Recommendation Task Instructions
Many e-commerce sites provide various forms of related product recommendations: products that are somehow related to a product the user is looking at, has added to their cart, or has purchased or viewed in the past. However, published research on related-product recommendation is scant, and very few datasets are well-suited to evaluate such recommendations.
Product relationships also come in different types, further complicating the evaluation but opening fresh possibilities for research. This track focuses on substitute and complementary relationships, defined in terms of product function and use. Specifically, given a reference item A and a related item B:
- Substitute products are products that fill the same function or role as each other, such that B could be substituted for A (possibly with some restrictions). For example, two cell phone cases are substitutes for each other.

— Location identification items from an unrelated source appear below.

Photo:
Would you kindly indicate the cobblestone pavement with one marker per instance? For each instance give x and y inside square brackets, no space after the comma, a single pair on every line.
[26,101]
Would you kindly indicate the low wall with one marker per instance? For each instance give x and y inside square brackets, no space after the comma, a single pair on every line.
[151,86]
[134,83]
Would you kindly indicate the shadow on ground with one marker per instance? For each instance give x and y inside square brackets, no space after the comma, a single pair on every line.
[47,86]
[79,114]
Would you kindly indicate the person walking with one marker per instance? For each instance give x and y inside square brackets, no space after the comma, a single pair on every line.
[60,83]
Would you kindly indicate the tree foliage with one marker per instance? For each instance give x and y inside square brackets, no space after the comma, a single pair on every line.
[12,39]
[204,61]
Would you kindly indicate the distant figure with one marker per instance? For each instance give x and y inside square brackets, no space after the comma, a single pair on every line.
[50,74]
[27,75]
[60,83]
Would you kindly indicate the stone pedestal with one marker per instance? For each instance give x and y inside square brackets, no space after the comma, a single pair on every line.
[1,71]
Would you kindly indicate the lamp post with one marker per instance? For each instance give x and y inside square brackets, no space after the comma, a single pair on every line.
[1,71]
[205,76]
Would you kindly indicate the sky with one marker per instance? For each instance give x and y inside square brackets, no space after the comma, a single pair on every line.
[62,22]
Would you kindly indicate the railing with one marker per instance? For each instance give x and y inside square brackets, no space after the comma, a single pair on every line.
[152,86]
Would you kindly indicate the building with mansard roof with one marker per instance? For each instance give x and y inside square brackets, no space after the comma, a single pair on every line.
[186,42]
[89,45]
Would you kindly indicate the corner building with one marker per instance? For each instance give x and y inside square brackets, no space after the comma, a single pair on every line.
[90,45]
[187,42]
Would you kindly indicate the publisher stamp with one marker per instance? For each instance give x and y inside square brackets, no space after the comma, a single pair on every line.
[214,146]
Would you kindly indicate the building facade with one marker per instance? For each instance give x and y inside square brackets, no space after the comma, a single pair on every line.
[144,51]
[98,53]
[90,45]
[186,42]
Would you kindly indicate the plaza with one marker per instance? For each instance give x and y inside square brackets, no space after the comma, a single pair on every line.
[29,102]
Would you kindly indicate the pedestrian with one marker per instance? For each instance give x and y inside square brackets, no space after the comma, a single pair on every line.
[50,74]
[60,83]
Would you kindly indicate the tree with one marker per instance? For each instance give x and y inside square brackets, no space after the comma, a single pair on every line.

- Complementary products are products that perform related functions: B can be used with A to add, power, or enhance functionality. For example, a cell phone and a cell phone case are complementary products.
In the first version of this task, we are focusing on course-grained tasks. For example, two camera lenses for the same camera are substitutes for each other, even if they serve different photographic purposes (e.g., a portrait lens and a zoom lens for the same camera platform are considered substitutes for this version of this task).
The goal of this track is to successfully identify and distinguish complementary and substitute products, to enable recommendation experiences that distinguish between these relationship types and enable richer user exploration of the product space.
Because related-product recommendation lists are often short, we will be using short rankings of products (with separate lists of substitutes and complements) as the primary basis for evaluating submitted runs. Teams will also submit a third, longer list for each query for pooling.
Training and Preparatory Data
We are providing the following data to track participants (coming soon):
- Product metadata and user purchase session data from the Amazon M2 data set.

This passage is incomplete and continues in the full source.